Lors d’une audience avec l’Association pour la promotion des écoles privées de l’enseignement technique, le ministre de l’Éducation nationale, de l’Alphabétisation, de l’Enseignement technique et de la Formation professionnelle, Alpha Bacar Barry, a défini les nouvelles orientations pour le secteur.

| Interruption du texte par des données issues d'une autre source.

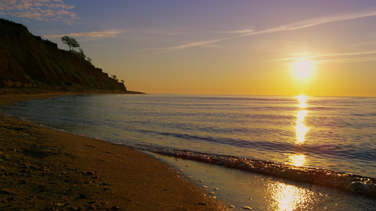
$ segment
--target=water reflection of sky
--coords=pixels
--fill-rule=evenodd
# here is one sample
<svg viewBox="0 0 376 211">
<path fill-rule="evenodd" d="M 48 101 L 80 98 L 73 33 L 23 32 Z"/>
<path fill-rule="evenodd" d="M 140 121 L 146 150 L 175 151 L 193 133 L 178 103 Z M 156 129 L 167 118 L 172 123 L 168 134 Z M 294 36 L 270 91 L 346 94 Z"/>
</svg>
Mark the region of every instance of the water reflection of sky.
<svg viewBox="0 0 376 211">
<path fill-rule="evenodd" d="M 270 182 L 267 184 L 268 191 L 273 198 L 275 210 L 296 210 L 307 208 L 313 203 L 314 194 L 307 188 L 283 182 Z"/>
<path fill-rule="evenodd" d="M 309 128 L 305 127 L 305 118 L 308 114 L 308 111 L 305 110 L 308 107 L 307 103 L 308 97 L 304 95 L 297 96 L 299 104 L 298 108 L 300 108 L 296 115 L 296 120 L 295 122 L 295 130 L 296 132 L 296 140 L 295 143 L 297 145 L 302 145 L 305 141 L 305 134 L 309 131 Z M 305 155 L 303 154 L 293 154 L 289 156 L 290 163 L 296 166 L 302 166 L 305 162 Z"/>
</svg>

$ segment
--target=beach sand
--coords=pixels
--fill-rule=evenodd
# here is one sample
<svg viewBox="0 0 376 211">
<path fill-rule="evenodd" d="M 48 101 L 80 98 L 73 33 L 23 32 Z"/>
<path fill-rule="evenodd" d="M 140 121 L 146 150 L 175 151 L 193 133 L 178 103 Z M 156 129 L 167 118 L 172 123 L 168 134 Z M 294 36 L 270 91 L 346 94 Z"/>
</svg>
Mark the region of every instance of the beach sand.
<svg viewBox="0 0 376 211">
<path fill-rule="evenodd" d="M 0 91 L 0 104 L 68 92 Z M 1 210 L 222 210 L 158 158 L 0 115 Z"/>
</svg>

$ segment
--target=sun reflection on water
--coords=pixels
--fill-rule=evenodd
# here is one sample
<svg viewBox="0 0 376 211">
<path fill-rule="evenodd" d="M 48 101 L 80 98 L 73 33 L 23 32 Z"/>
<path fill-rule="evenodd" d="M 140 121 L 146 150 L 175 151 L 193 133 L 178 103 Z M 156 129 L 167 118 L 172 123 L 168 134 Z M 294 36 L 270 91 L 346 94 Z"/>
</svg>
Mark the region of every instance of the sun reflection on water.
<svg viewBox="0 0 376 211">
<path fill-rule="evenodd" d="M 295 130 L 296 132 L 296 144 L 302 145 L 305 141 L 305 134 L 308 132 L 309 128 L 305 127 L 305 120 L 308 114 L 308 111 L 305 110 L 308 107 L 307 104 L 308 97 L 305 95 L 296 96 L 299 101 L 298 107 L 301 108 L 298 113 L 296 113 L 296 120 L 295 122 Z M 305 155 L 302 154 L 295 154 L 289 156 L 289 162 L 296 166 L 303 166 L 305 162 Z"/>
<path fill-rule="evenodd" d="M 299 95 L 296 96 L 298 98 L 298 101 L 299 101 L 299 106 L 298 107 L 301 108 L 306 108 L 308 107 L 307 104 L 307 96 L 305 95 Z"/>
<path fill-rule="evenodd" d="M 291 164 L 295 166 L 302 166 L 305 162 L 305 155 L 293 155 L 289 158 Z"/>
<path fill-rule="evenodd" d="M 306 110 L 301 110 L 296 114 L 296 125 L 295 126 L 295 130 L 296 131 L 296 143 L 301 144 L 305 140 L 305 134 L 308 132 L 308 128 L 304 124 L 304 120 L 308 113 Z"/>
<path fill-rule="evenodd" d="M 277 182 L 269 183 L 268 189 L 275 210 L 305 210 L 313 202 L 313 193 L 306 188 Z"/>
</svg>

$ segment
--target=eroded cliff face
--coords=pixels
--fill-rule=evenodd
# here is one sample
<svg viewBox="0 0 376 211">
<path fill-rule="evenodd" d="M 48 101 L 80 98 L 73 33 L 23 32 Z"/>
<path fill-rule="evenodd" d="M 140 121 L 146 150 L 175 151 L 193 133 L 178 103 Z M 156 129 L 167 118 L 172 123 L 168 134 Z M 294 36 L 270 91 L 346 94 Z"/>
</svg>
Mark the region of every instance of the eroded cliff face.
<svg viewBox="0 0 376 211">
<path fill-rule="evenodd" d="M 126 91 L 102 69 L 57 44 L 0 18 L 0 87 Z"/>
</svg>

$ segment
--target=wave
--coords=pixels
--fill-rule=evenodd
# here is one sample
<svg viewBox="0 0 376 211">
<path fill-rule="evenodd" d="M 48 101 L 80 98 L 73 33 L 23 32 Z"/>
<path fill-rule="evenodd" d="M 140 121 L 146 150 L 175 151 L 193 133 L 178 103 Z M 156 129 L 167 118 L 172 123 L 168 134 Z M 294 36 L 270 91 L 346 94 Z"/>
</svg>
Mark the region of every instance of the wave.
<svg viewBox="0 0 376 211">
<path fill-rule="evenodd" d="M 376 197 L 376 179 L 329 170 L 297 167 L 281 162 L 245 158 L 144 146 L 136 148 L 154 153 L 195 160 L 229 168 L 269 175 L 295 181 L 336 188 L 347 193 Z"/>
</svg>

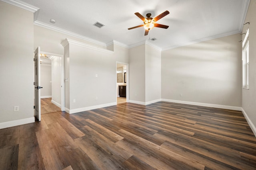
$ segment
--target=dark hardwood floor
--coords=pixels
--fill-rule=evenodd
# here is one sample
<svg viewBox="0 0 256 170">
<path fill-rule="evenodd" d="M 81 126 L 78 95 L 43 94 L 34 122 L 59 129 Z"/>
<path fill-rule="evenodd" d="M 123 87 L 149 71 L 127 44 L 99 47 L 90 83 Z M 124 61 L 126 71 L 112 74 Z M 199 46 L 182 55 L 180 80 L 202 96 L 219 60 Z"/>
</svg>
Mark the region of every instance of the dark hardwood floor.
<svg viewBox="0 0 256 170">
<path fill-rule="evenodd" d="M 129 103 L 0 129 L 0 169 L 253 170 L 241 111 Z"/>
</svg>

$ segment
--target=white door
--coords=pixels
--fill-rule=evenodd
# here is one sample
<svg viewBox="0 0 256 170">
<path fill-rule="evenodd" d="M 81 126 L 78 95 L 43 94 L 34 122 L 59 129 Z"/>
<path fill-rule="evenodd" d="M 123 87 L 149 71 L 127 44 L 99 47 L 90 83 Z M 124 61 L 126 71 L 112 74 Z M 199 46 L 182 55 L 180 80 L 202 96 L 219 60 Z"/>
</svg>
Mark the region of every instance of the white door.
<svg viewBox="0 0 256 170">
<path fill-rule="evenodd" d="M 35 82 L 35 116 L 39 121 L 41 121 L 41 93 L 40 89 L 42 88 L 40 87 L 40 47 L 37 47 L 34 53 L 35 57 L 34 61 Z"/>
</svg>

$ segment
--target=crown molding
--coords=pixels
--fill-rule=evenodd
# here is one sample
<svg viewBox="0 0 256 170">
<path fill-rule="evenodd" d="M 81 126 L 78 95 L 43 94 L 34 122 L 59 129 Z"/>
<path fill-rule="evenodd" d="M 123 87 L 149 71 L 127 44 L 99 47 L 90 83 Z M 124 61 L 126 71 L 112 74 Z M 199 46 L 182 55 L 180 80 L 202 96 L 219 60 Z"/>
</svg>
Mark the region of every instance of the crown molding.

L’objectif est de garantir la crédibilité et la valeur des diplômes techniques à l’échelle nationale.

« Une tolérance zéro envers la fraude »

Le ministre a rappelé que toute tentative de fraude, notamment le transfert de candidats non habilités vers d’autres écoles pour la présentation aux examens, sera sévèrement sanctionnée. « Une école qui triche n’est plus dans l’éducation », a-t-il déclaré, précisant que les contrevenants s’exposent au retrait d’agrément et à des poursuites judiciaires.

 

« Modernisation et digitalisation »

La plateforme Parcours Pro sera renforcée et étendue à de nouvelles filières, tandis que la digitalisation complète des agréments sera mise en œuvre. Une feuille de route détaillée sur l’organisation des examens de sortie et l’implication du secteur privé doit être présentée avant la fin mars.

« Une vision systémique et qualitative »

Le ministre a souligné que l’objectif est de structurer un écosystème d’excellence, fondé sur la performance, la loyauté et l’exigence. La production de manuels adaptés, le renforcement des programmes et la formation conjointe des enseignants du public et du privé sont autant de mesures visant à consolider l’employabilité des jeunes Guinéens.

« Un enjeu humain »

Au-delà de la régulation, le ministre a mis l’accent sur l’importance de l’enseignement technique pour l’avenir des jeunes Guinéens. Il s’agit de leur offrir les outils nécessaires pour réussir dans un monde en constante évolution et de contribuer au développement du pays. L’œuvre humaine est au cœur de cette réforme, qui vise à préserver la valeur du diplôme de l’enseignement technique et à consolider durablement l’employabilité des jeunes.